Clover agarró al chico de una muñeca sin más y lo llevó con ella entre la maleza, atravesando esa zona boscosa unos minutos hasta llegar a una vieja caseta de madera ya astillada, ventanas rotas y tejado de chapa oxidada. El chico agarró el pomo de la puerta y trató de abrirla, pero estaba completamente bloqueada.

—Qué raro, si ni siquiera hay cerradura…

—Es Mizuki, está al otro lado bloqueándola —le indicó Clover—. Dile que vienes a devolver lo que has robado y que lo sientes.

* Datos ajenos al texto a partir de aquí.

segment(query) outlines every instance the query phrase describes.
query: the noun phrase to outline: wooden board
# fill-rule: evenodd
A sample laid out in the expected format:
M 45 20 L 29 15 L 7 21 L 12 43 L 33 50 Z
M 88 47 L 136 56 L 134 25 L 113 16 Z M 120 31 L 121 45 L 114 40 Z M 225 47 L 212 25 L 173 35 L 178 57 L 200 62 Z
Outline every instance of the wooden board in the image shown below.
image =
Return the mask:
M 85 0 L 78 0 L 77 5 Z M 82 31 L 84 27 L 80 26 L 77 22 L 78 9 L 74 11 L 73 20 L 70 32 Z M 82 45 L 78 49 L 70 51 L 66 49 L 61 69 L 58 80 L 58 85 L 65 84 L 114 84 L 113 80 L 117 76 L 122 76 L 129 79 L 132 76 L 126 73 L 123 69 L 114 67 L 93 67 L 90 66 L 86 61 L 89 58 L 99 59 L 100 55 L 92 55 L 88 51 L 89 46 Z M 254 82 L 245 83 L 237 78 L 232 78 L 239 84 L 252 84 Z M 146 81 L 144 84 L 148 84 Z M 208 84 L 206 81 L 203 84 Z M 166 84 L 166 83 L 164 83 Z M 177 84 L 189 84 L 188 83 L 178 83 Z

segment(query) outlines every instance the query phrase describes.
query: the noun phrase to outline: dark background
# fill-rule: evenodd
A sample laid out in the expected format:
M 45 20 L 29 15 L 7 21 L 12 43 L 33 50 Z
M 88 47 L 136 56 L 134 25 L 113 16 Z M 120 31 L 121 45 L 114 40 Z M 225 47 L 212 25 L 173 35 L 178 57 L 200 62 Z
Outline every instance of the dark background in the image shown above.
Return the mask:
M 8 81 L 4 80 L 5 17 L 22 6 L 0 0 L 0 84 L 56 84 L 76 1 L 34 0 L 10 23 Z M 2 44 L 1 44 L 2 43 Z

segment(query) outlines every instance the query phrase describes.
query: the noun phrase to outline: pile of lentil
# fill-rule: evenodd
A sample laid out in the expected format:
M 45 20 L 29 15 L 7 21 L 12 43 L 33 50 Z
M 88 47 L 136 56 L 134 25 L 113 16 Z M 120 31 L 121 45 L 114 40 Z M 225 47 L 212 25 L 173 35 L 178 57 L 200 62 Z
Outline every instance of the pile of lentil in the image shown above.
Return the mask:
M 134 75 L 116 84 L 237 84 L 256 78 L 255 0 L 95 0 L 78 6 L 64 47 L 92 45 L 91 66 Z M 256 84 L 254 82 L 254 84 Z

—Vale… esto es aterrador… ehm… —carraspeó el muchacho—. S… señorita Mizuki… eh… Perdón por haber cogido una de sus piezas de barro sin permiso… eh… Vengo a devolverla. No sabía que eran suyas. No volveré a hacerlo.

El chico esperó un rato y tragó saliva, preguntándose si de verdad funcionaría. Y de repente, la puerta se abrió sola. Él se quedó tan perplejo que se le paralizaron las piernas, sin poder creérselo. Pero Clover, tomándoselo como algo rutinario y sin importancia, le quitó la pequeña vasija de las manos, entró en la caseta y la puso junto a las demás macetitas artesanas apiladas en una mugrienta caja de madera. El chico observó cómo la niña, al girarse, se quedó mirando fijamente un espacio vacío junto a la puerta.

—Porque me he encontrado con él de casualidad —habló Clover de repente, y se quedó otros segundos callada mirando la nada—. No, no puedo hacer nada por las otras macetitas robadas, no conozco a los otros niños mayores que las cogieron. —Se quedó otros segundos en silencio, escuchando, y después miró al chico—. Bueno, vale, se lo diré…

Clover salió del cobertizo y fue regresando al lugar de antes. El chico, mirando con miedo esa caseta tan vacía y silenciosa una última vez, corrió tras ella.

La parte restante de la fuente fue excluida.